I read over the repo docs and was amazed at how clean and thorough it all looks. Can you share your development story for this project? How long did it take you to get here? How much did you lean on AI agents to write this?
Also, any plans for monetization? Are you taking donations? :)
I might write a short post on the development process, but in short:
- started development during Easter so roughly a month so far
- developed mostly using Cline and Claude 3.7
- inspired and borrowed heavily by Cline, Playwright MCP, and Playwright CRX which had solved a lot of the heavy lifting already - in a sense this project is those 3 glued together
I don't plan to monetize it directly, but I've thought about an opt-in model for contributing useful memories to a central repository that other users might benefit from. My main aim with it is to promote open source AI tools.
- The ones the user sees (like a sidepanel). These often use LLM API's like OpenAI.
- The browser API ones. These are indeed local, but are often very limited smaller models (for Chrome this is Gemini Nano).
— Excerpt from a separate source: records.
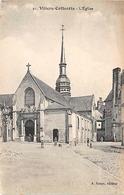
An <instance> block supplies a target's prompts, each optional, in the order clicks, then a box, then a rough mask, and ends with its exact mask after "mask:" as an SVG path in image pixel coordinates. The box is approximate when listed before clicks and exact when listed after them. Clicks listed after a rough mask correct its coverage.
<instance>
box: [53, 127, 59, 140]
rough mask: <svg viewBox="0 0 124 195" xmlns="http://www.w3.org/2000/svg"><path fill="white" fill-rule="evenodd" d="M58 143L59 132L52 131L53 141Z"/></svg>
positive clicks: (53, 130) (57, 129) (56, 131)
mask: <svg viewBox="0 0 124 195" xmlns="http://www.w3.org/2000/svg"><path fill="white" fill-rule="evenodd" d="M55 140H56V141H58V140H59V131H58V129H53V141H55Z"/></svg>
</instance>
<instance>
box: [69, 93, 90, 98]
mask: <svg viewBox="0 0 124 195" xmlns="http://www.w3.org/2000/svg"><path fill="white" fill-rule="evenodd" d="M93 96H94V94H92V95H82V96H73V97H70V98H80V97H93Z"/></svg>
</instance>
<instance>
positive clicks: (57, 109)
mask: <svg viewBox="0 0 124 195" xmlns="http://www.w3.org/2000/svg"><path fill="white" fill-rule="evenodd" d="M66 108H67V107H66V106H63V105H61V104H58V103H56V102H53V103H51V104H50V105H48V107H47V110H53V109H54V110H58V109H66Z"/></svg>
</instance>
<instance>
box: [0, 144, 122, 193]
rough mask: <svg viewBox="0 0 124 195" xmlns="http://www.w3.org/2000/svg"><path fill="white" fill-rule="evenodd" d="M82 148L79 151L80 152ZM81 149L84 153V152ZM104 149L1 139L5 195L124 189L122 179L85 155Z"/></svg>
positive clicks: (1, 170) (75, 191) (90, 155)
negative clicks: (89, 159) (44, 143)
mask: <svg viewBox="0 0 124 195" xmlns="http://www.w3.org/2000/svg"><path fill="white" fill-rule="evenodd" d="M79 151H80V152H79ZM81 152H82V154H81ZM96 153H97V155H103V153H105V152H103V151H101V150H98V149H97V150H96V149H94V148H92V149H89V148H87V147H83V146H77V147H73V146H68V145H63V146H62V147H58V146H53V145H45V148H43V149H42V148H41V147H40V144H38V143H14V142H8V143H2V142H1V143H0V184H1V185H0V193H1V194H2V195H42V194H43V195H78V194H79V195H81V194H88V195H90V194H95V195H96V194H99V195H102V194H106V195H107V194H118V195H121V194H123V193H124V187H123V186H124V184H123V181H121V180H120V179H119V177H116V176H115V175H113V174H111V173H110V172H109V171H107V170H105V169H103V168H102V167H100V166H98V165H97V164H95V163H93V162H92V161H91V160H89V159H88V158H86V156H84V154H85V155H88V156H93V155H95V154H96Z"/></svg>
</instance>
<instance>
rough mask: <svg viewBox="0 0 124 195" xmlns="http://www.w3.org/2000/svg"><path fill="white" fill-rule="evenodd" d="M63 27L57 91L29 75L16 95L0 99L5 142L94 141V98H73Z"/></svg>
mask: <svg viewBox="0 0 124 195" xmlns="http://www.w3.org/2000/svg"><path fill="white" fill-rule="evenodd" d="M63 30H64V29H63V26H62V44H61V58H60V64H59V70H60V72H59V77H58V79H57V80H56V89H55V90H54V89H53V88H51V87H50V86H48V85H47V84H46V83H44V82H43V81H41V80H40V79H38V78H37V77H36V76H34V75H33V74H32V73H31V71H30V65H29V64H28V65H27V68H28V69H27V73H26V75H25V76H24V78H23V80H22V81H21V83H20V85H19V86H18V88H17V90H16V92H15V93H14V94H5V95H0V108H1V112H0V121H1V136H2V139H3V140H4V141H8V140H19V141H34V142H40V139H41V136H43V137H44V141H45V142H54V141H55V139H56V140H57V141H58V142H62V143H87V140H92V139H94V140H95V136H96V130H95V119H94V113H95V100H94V95H91V96H81V97H71V87H70V80H69V78H68V77H67V74H66V66H67V64H66V61H65V52H64V36H63Z"/></svg>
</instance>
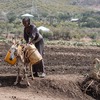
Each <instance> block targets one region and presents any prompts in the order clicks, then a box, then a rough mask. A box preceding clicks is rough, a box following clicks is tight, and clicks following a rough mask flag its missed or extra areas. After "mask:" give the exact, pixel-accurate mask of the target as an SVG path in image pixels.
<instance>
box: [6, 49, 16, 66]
mask: <svg viewBox="0 0 100 100" xmlns="http://www.w3.org/2000/svg"><path fill="white" fill-rule="evenodd" d="M10 54H11V53H10V50H9V51H8V52H7V54H6V56H5V58H4V61H6V62H7V63H9V64H11V65H14V64H15V63H16V62H17V59H16V57H14V59H12V60H10Z"/></svg>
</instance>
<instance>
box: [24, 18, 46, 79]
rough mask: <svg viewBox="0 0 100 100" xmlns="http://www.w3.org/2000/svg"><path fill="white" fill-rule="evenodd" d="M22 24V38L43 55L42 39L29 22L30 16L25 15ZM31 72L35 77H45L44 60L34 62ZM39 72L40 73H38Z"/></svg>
mask: <svg viewBox="0 0 100 100" xmlns="http://www.w3.org/2000/svg"><path fill="white" fill-rule="evenodd" d="M22 23H23V25H24V39H25V41H26V43H29V44H30V43H33V44H34V45H35V47H36V48H37V49H38V51H39V53H40V54H41V55H42V56H43V51H44V40H43V36H42V35H41V34H40V33H39V31H38V30H37V27H36V26H35V25H34V24H30V18H28V17H26V18H23V19H22ZM32 67H33V73H34V76H35V77H38V76H39V77H45V70H44V61H43V60H41V61H40V62H39V63H38V64H34V65H33V66H32ZM39 73H41V74H40V75H39Z"/></svg>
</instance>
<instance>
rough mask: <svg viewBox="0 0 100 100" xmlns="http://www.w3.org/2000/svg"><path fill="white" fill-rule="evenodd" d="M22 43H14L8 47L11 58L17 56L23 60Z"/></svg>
mask: <svg viewBox="0 0 100 100" xmlns="http://www.w3.org/2000/svg"><path fill="white" fill-rule="evenodd" d="M24 47H25V46H24V45H20V44H19V43H14V44H13V45H12V46H11V48H10V52H11V55H10V59H11V60H13V59H14V57H15V56H17V57H19V58H20V59H21V60H22V62H24Z"/></svg>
Results from these would be lower quality, and of course with large contexts, either impossible or slower than using an API.
Some of the cheaper models have very similar performance at a fraction of a cost, or indeed you could use a local model for "free".
The core issue though is that there's just more tokens to process in a web browsing task than many other tasks we commonly use LLMs for, including coding.
So most likely the LLM can chose how to "see" the page?